Calculation formula of total liabilities

The calculation formula of total liabilities: asset-liability ratio = (total liabilities/total assets) × 100%.

Among them, the total liabilities refer to the sum of various liabilities undertaken by the company, including current liabilities and long-term liabilities; Total assets refer to the sum of all assets owned by the company, including current assets and long-term assets.

Debt ratio is the ratio of all liabilities to all sources of funds, which indicates the proportion of corporate liabilities to all funds. Debt ratio refers to the relationship between debt and assets and net assets, which reflects the ability of enterprises to repay the principal and interest of debts.

Indicator analysis:

First, when the ratio rises or is higher.

1. Advantages: the production and operation funds of enterprises are increased, the sources of funds of enterprises are increased, the level of utilization of external funds by enterprises' own funds is improved, and the potential of their own funds is further exerted.

2. Disadvantages: the cost of capital increases, long-term liabilities increase, interest expenses increase, and enterprise risks increase. Once an enterprise falls into operational difficulties, such as uncollectible payment for goods and insufficient liquidity, long-term liabilities become the burden of the enterprise.

Second, when the ratio decreases or is low.

1. Advantages: strong enterprise independence and good long-term capital stability.

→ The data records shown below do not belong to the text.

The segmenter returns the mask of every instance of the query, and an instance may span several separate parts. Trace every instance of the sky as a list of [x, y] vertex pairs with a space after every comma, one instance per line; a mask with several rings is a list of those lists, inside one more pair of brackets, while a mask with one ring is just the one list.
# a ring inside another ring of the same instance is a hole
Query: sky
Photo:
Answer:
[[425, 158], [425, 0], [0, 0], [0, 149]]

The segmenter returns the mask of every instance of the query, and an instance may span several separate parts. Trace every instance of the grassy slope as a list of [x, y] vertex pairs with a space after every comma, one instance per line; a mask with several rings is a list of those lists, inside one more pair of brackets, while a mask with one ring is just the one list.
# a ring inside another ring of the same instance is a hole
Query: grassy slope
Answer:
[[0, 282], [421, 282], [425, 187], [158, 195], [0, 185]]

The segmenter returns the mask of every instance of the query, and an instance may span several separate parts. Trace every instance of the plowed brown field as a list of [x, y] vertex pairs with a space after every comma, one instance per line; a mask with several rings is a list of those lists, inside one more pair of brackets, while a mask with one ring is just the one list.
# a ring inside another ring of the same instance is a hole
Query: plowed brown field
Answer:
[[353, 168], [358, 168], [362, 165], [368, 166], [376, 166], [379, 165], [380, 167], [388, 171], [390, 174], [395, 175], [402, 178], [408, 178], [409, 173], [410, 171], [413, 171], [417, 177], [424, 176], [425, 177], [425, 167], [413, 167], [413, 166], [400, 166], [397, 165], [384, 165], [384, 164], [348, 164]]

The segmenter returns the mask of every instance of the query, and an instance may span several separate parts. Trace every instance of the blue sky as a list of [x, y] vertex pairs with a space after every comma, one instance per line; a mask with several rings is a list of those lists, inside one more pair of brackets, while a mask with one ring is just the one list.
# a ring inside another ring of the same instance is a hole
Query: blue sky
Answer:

2. Disadvantages: the profit rate of enterprise products is low, the profit rate of enterprise products is high, the profit rate of enterprise's own funds is greater than the bank interest rate, the enterprise does not make full use of external funds to create profits for the enterprise, and there may be problems such as high current liabilities and unstable capital structure in the process of enterprise production and operation.

The lower the ratio, the better. Because the owners (shareholders) of the company generally only bear limited liability, once the company goes bankrupt and liquidates, the realized income of the assets is likely to be lower than its book value.

So if this index is too high, creditors may suffer losses. When the asset-liability ratio is greater than 100%, it means that the company is insolvent, which is very risky for creditors.

The asset-liability ratio reflects the proportion of funds provided by creditors to all funds, and the degree of protection of enterprise assets to creditors' rights. The lower the ratio (below 50%), the stronger the solvency of the enterprise.